But the waste heat at 800 degrees can also drive a turbine generator to extract another 25% of the energy in the gas. The remaing waste heat can still heat domestic hot water and buildings.
That's a total electrical conversion efficiency of 75%, about 4 times the efficiency of the VW gas engine driven generator. 1/4 the fuel for the same amount of electricty/heat. That makes even natural gas cost competitive with coal.
The problem with the lower efficiency design employed in the german design is that hot water and building heat supplemented with ground source heating and solar cogeneration (heat and electricty from the same solar collectors) does not need nearly the heat energy to back it up. This system supplies too much heat and 1/4 the electricty.

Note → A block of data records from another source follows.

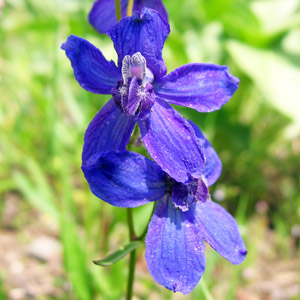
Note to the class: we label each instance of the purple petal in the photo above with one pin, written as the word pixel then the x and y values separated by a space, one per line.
pixel 213 165
pixel 103 14
pixel 145 33
pixel 221 231
pixel 109 130
pixel 124 178
pixel 180 196
pixel 154 4
pixel 172 143
pixel 204 87
pixel 174 249
pixel 93 72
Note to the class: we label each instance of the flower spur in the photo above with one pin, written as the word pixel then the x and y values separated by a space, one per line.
pixel 182 219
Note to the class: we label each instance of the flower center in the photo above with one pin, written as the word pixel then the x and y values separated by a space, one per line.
pixel 185 194
pixel 134 94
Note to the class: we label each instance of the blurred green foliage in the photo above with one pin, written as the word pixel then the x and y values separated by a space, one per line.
pixel 44 113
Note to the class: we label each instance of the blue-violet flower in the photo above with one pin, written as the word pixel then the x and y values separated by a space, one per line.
pixel 141 91
pixel 175 249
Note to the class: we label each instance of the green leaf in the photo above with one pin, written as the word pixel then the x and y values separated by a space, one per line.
pixel 118 255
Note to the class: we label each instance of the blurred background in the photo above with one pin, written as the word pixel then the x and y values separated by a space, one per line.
pixel 52 227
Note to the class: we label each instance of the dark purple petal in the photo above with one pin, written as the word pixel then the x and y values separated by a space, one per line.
pixel 200 190
pixel 221 231
pixel 174 249
pixel 124 178
pixel 93 72
pixel 154 4
pixel 103 14
pixel 144 33
pixel 172 143
pixel 213 165
pixel 204 87
pixel 109 130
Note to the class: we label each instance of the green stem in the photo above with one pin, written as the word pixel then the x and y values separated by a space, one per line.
pixel 118 9
pixel 132 257
pixel 129 8
pixel 205 290
pixel 132 260
pixel 142 236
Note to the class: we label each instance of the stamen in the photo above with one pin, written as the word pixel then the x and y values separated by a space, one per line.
pixel 135 66
pixel 126 68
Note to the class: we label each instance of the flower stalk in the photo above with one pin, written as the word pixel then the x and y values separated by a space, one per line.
pixel 129 8
pixel 132 258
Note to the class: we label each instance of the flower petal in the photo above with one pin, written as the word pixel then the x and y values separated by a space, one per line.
pixel 124 178
pixel 213 165
pixel 103 14
pixel 145 33
pixel 154 4
pixel 172 143
pixel 180 196
pixel 204 87
pixel 174 249
pixel 221 231
pixel 109 130
pixel 93 72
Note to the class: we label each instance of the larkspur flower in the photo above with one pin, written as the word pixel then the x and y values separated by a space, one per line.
pixel 103 13
pixel 175 251
pixel 141 92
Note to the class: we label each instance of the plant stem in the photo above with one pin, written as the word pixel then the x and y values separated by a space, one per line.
pixel 132 260
pixel 132 257
pixel 205 290
pixel 142 236
pixel 118 9
pixel 129 8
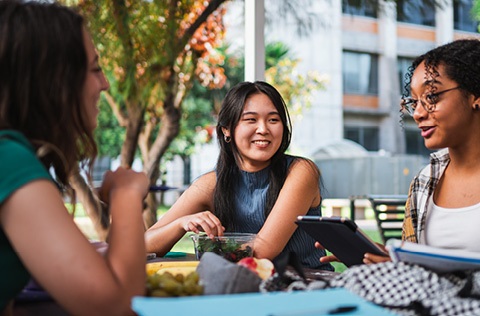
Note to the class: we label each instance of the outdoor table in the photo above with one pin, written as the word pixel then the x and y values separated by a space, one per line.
pixel 42 304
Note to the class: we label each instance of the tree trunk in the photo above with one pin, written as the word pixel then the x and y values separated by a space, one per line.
pixel 99 216
pixel 169 129
pixel 134 126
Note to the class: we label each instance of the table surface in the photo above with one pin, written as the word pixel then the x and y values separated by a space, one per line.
pixel 40 304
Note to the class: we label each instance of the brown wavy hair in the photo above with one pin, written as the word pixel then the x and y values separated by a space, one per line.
pixel 43 66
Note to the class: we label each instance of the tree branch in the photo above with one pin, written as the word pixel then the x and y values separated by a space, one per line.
pixel 122 120
pixel 212 6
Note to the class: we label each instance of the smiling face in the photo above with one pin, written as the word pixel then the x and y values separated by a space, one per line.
pixel 258 134
pixel 452 123
pixel 95 82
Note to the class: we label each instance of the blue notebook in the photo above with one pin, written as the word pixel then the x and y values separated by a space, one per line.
pixel 300 303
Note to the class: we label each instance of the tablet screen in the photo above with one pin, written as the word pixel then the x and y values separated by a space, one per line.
pixel 340 236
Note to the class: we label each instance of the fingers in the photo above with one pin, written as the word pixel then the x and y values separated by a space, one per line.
pixel 204 221
pixel 123 178
pixel 370 258
pixel 327 259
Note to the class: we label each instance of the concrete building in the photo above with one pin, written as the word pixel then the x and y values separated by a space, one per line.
pixel 365 53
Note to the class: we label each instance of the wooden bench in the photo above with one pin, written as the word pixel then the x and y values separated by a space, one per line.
pixel 389 213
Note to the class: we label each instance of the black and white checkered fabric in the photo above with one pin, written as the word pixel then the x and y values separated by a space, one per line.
pixel 413 290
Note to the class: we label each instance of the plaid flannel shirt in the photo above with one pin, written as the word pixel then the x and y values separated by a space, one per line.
pixel 421 189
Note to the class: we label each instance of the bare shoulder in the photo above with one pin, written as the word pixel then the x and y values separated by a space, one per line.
pixel 304 167
pixel 205 183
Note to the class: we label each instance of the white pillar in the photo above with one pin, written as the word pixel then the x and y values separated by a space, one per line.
pixel 254 40
pixel 444 23
pixel 391 134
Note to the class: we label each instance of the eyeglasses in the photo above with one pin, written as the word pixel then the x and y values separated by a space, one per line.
pixel 427 100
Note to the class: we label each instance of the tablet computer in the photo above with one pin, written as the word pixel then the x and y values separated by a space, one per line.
pixel 340 236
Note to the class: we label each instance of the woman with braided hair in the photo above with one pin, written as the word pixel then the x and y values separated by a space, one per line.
pixel 443 206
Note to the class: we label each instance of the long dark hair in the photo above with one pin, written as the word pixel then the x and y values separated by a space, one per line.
pixel 43 66
pixel 461 59
pixel 228 162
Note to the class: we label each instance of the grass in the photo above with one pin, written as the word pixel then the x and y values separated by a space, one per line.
pixel 185 244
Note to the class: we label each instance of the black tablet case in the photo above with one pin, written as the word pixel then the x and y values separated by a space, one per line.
pixel 340 236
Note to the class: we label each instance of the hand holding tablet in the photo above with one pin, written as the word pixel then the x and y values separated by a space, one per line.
pixel 340 236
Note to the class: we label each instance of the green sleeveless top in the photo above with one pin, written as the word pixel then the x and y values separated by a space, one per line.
pixel 18 166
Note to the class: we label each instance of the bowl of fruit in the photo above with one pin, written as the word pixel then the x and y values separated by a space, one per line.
pixel 231 246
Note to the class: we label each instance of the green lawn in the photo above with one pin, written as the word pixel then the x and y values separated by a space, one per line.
pixel 186 244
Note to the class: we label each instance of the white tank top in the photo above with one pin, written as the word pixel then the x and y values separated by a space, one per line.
pixel 457 228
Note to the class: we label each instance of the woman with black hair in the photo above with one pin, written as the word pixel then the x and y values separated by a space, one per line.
pixel 255 187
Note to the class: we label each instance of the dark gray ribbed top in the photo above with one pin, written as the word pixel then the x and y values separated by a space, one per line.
pixel 250 199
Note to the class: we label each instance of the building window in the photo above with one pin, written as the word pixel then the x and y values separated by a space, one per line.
pixel 403 64
pixel 360 73
pixel 415 143
pixel 365 136
pixel 462 16
pixel 416 12
pixel 359 7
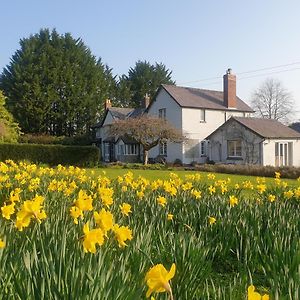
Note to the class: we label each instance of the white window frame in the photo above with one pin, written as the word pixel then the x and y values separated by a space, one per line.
pixel 163 149
pixel 203 148
pixel 202 115
pixel 162 113
pixel 131 149
pixel 236 144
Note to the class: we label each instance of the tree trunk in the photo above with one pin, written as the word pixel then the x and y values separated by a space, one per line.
pixel 145 152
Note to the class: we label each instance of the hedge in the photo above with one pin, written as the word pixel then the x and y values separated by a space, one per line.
pixel 51 154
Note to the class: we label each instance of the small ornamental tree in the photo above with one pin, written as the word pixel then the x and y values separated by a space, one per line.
pixel 148 131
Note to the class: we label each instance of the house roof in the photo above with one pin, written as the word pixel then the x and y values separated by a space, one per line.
pixel 266 128
pixel 199 98
pixel 121 113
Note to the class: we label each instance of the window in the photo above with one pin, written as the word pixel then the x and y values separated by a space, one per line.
pixel 234 148
pixel 162 113
pixel 203 148
pixel 202 115
pixel 131 149
pixel 163 148
pixel 283 154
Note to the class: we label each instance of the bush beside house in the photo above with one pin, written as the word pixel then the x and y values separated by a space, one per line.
pixel 51 154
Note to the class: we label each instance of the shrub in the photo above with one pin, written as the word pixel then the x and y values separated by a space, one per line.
pixel 51 154
pixel 82 140
pixel 252 170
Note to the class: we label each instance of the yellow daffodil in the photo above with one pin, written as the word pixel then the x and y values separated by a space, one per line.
pixel 104 219
pixel 76 213
pixel 253 295
pixel 161 201
pixel 211 189
pixel 233 201
pixel 122 233
pixel 157 279
pixel 125 209
pixel 8 210
pixel 91 238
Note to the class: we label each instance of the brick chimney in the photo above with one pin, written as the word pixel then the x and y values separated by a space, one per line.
pixel 229 86
pixel 146 101
pixel 107 104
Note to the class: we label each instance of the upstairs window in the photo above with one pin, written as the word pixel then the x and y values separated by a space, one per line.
pixel 163 148
pixel 202 115
pixel 162 113
pixel 234 148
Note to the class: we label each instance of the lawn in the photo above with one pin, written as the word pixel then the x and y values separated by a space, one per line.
pixel 70 233
pixel 165 174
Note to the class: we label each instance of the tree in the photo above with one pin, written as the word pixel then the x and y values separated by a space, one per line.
pixel 9 130
pixel 148 131
pixel 272 101
pixel 143 79
pixel 54 85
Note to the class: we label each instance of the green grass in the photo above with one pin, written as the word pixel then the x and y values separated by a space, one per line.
pixel 165 174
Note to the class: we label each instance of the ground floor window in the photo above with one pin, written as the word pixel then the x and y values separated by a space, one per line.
pixel 163 148
pixel 132 149
pixel 283 154
pixel 234 148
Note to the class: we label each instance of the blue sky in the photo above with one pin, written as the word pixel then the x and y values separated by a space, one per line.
pixel 195 39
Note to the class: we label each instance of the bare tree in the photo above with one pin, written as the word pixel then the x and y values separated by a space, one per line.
pixel 147 131
pixel 272 101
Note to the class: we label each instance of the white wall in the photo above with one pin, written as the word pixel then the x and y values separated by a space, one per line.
pixel 251 144
pixel 196 129
pixel 269 151
pixel 174 116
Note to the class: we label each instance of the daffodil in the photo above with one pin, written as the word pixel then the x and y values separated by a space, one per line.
pixel 104 219
pixel 157 279
pixel 253 295
pixel 233 201
pixel 91 238
pixel 161 201
pixel 125 209
pixel 122 233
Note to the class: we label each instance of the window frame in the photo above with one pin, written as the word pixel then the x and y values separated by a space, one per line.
pixel 163 149
pixel 162 113
pixel 236 144
pixel 202 116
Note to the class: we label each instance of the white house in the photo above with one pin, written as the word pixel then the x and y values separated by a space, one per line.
pixel 122 148
pixel 255 141
pixel 197 113
pixel 218 126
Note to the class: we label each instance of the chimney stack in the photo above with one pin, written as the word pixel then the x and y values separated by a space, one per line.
pixel 229 86
pixel 107 104
pixel 146 101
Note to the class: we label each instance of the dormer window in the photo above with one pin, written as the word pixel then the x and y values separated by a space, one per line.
pixel 202 115
pixel 162 113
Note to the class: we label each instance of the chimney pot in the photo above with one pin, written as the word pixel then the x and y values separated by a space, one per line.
pixel 229 86
pixel 146 101
pixel 107 104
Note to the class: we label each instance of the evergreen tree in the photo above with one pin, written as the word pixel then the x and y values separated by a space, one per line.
pixel 143 79
pixel 54 85
pixel 9 130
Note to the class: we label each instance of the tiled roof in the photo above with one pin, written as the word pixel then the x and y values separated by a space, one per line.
pixel 267 128
pixel 199 98
pixel 121 113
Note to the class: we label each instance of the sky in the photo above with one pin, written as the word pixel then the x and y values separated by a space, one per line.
pixel 197 40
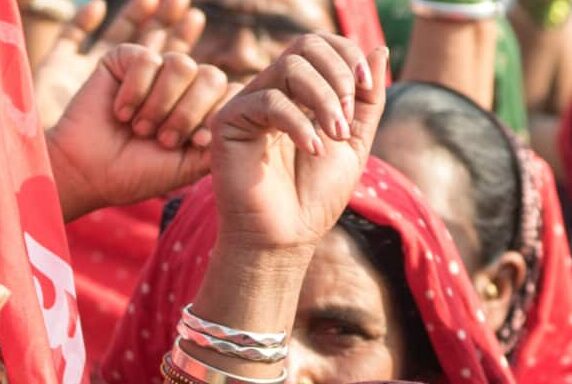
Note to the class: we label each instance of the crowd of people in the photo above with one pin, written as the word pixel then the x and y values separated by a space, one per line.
pixel 284 191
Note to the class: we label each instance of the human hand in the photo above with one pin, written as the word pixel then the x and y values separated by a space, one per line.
pixel 161 26
pixel 97 158
pixel 279 181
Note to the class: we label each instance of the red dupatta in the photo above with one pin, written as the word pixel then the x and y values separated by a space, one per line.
pixel 110 246
pixel 467 350
pixel 40 332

They ought to go back to the drawing board and install simple battery storage and ground source heating and solar cogeneration in most buildings. Then in larger buildings, farms, and factories install the solid oxide fuel cell/turbine cogeneration in say evety 50th building as backup for the rest of the community grid.
Larger buildings, farms, and factories can more easily utilize the waste heat from this form of cogeneration. Renewable energy works better together, with a smart grid, and distributed cogeneration and storage.
Why no attempt at superconducting electromagnetic energy storage yet? Europe is lagging behind our local utility here, they have employed SMES on a small scale for decades.
With large scale storage coupled directly to a 500 kilovolt DC super grid, a region would have it's own combination renewable energy transportation and storage. These syutems linked across continents would make fossil fuel power and nuclear power completely obsolete.